Обратный путь показался мне тяжелее — отчасти потому, что шел один, отчасти из-за сознания невыполненной миссии, но более всего мне не давало покоя то, что пришлось испытать на вершине, было оно реальным или нереальным. В ушах все еще стоял этот голос: «Иди за ищущим!» Если это был призыв, обращенный ко мне, то чей? Что он означал? Ответа я не находил.
Я знал одно: Виталий исчез, и мне нужно если не найти его, то хотя бы понять, куда и зачем он пропал. Обращаться в милицию было глупо — что бы я им сказал? А что, если местная милиция уже его ищет заодно с товарищами из госбезопасности? Я бы только создал самому себе в таком случае дополнительные проблемы, про поиски тетради пришлось бы вовсе забыть. Да дело было даже и не в этом. Я всем нутром чувствовал, что за всем происходящим стоит какая-то тайна, и раскрыть ее мне нужно самому. И еще надо было найти рукопись. Нужно было идти за помощью к тому старику, шаману, — другой зацепки Виталий не дал. Как разыскать его, он вроде написал, но в записке добавил, что лучше разузнать подробнее у здешних жителей.
Я усмехнулся своим мыслям. Если бы еще неделю назад мне кто-то сказал, что я буду искать встречи с шаманом, то тем самым изрядно повеселил бы меня.

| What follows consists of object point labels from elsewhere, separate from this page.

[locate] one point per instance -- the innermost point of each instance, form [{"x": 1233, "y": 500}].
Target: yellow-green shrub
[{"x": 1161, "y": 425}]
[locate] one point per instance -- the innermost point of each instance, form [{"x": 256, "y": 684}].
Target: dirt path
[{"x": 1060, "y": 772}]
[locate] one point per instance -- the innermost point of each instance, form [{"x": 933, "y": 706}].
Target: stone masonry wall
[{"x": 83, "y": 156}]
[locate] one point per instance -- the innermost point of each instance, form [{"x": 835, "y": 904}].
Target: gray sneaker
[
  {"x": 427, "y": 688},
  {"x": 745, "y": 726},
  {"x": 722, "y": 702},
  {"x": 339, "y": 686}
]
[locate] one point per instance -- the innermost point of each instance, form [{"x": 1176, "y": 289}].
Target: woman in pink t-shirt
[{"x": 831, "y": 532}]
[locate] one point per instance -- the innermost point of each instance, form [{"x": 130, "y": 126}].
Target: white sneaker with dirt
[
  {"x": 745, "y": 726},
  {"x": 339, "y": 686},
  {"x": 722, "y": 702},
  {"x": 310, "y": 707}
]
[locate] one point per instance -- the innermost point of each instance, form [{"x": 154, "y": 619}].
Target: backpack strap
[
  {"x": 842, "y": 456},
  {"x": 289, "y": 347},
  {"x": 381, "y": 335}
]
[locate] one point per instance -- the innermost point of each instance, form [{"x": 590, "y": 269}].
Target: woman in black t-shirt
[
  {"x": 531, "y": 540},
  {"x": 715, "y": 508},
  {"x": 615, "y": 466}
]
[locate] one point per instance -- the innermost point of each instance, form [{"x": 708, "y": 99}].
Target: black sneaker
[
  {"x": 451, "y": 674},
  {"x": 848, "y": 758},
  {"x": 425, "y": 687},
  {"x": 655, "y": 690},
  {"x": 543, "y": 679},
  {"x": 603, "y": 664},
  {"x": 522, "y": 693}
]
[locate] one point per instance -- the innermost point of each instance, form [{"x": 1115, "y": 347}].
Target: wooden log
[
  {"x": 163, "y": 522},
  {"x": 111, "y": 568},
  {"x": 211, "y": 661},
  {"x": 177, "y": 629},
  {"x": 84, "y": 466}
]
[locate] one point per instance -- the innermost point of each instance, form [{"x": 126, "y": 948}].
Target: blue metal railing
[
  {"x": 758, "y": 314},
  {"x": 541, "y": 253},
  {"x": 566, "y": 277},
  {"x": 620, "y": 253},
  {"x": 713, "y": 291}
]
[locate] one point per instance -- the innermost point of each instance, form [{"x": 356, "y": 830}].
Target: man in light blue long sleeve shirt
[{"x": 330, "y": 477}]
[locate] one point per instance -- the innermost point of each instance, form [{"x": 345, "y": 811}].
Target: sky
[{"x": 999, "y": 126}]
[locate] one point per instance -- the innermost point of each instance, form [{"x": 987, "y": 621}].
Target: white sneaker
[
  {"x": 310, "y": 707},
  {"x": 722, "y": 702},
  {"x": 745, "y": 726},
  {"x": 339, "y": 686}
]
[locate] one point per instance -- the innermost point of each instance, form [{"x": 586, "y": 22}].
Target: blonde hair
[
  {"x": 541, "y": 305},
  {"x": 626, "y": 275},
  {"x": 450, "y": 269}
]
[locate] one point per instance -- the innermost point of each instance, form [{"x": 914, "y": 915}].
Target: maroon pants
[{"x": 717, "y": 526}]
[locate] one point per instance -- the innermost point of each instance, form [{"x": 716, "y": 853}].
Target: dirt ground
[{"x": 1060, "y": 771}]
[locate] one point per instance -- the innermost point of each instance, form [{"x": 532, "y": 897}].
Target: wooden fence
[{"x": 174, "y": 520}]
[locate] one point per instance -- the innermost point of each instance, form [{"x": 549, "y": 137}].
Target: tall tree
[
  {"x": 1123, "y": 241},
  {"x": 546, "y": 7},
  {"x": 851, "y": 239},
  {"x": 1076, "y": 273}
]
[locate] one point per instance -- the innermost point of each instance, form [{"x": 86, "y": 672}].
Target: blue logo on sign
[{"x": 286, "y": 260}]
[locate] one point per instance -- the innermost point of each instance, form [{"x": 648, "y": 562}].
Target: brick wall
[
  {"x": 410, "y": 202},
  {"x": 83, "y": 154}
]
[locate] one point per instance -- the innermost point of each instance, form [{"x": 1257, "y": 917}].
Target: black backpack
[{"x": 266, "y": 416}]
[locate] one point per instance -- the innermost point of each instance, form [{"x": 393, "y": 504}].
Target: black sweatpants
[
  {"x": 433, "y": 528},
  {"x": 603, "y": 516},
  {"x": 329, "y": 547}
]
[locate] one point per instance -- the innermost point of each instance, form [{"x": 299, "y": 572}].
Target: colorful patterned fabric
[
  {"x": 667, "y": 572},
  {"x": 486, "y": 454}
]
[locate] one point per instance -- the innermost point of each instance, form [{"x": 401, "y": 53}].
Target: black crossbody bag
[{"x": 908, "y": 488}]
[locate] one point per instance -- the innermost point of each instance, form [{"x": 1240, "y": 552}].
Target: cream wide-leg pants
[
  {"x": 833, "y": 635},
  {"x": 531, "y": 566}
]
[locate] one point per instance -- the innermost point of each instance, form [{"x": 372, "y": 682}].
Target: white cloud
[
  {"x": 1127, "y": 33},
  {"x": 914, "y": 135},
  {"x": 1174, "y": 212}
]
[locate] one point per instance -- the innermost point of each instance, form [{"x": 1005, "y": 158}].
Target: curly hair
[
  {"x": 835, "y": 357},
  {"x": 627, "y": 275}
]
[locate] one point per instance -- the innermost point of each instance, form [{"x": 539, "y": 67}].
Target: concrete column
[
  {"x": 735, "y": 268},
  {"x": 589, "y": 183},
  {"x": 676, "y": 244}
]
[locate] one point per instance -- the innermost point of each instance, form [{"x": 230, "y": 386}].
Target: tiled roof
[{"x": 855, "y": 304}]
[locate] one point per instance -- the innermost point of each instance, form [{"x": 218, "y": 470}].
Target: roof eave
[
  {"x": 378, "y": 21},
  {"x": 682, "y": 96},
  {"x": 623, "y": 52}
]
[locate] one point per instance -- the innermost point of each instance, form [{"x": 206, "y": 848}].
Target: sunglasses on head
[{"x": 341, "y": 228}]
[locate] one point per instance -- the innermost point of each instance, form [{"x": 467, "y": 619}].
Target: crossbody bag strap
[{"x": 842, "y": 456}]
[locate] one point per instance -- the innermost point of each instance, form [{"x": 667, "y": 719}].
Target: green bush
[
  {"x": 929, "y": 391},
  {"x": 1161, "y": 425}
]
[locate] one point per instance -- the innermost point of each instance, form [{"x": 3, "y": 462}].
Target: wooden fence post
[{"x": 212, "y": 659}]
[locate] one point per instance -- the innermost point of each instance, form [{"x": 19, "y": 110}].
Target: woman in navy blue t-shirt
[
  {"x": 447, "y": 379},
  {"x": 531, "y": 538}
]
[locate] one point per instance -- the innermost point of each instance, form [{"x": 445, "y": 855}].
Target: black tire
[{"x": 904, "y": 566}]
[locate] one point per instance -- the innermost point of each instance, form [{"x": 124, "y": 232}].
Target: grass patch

Общаться с шаманом даже не то чтобы не входило в мои планы — но мне и в голову никогда бы не пришло, что в моей жизни когда-нибудь возникнет подобная необходимость.
Дорога назад заняла у меня четверо суток. Я шел медленно, часто останавливался, сверяя маршрут; подолгу отдыхал на привалах; по ночам беспокойно и тяжело ворочался в своем спальнике, не в силах уснуть. Когда это все-таки удавалось, сон был тяжелый и глубокий, без сновидений, как будто там, на Лысой горе, я насмотрелся их на всю оставшуюся жизнь.
Я вздохнул с облегчением, когда показался Нарьян-Мар. Мысль о том, что скоро увижу людей, меня очень порадовала, хотя я всегда легко переносил одиночество.
Первым делом надо было зайти к Илье — вернуть ружье. Остановившись у дверей его дома, я постучал. Дверь открыла женщина средних лет — я понял, что это была его жена. По тому, как удивленно она воззрилась на меня, было ясно, что моего визита никак не ожидала. Мне стало неудобно за свой не слишком ухоженный вид. С моей грязной, мятой одеждой и щетиной недельной давности на лице меня, наверное, можно было принять за бездомного бродягу.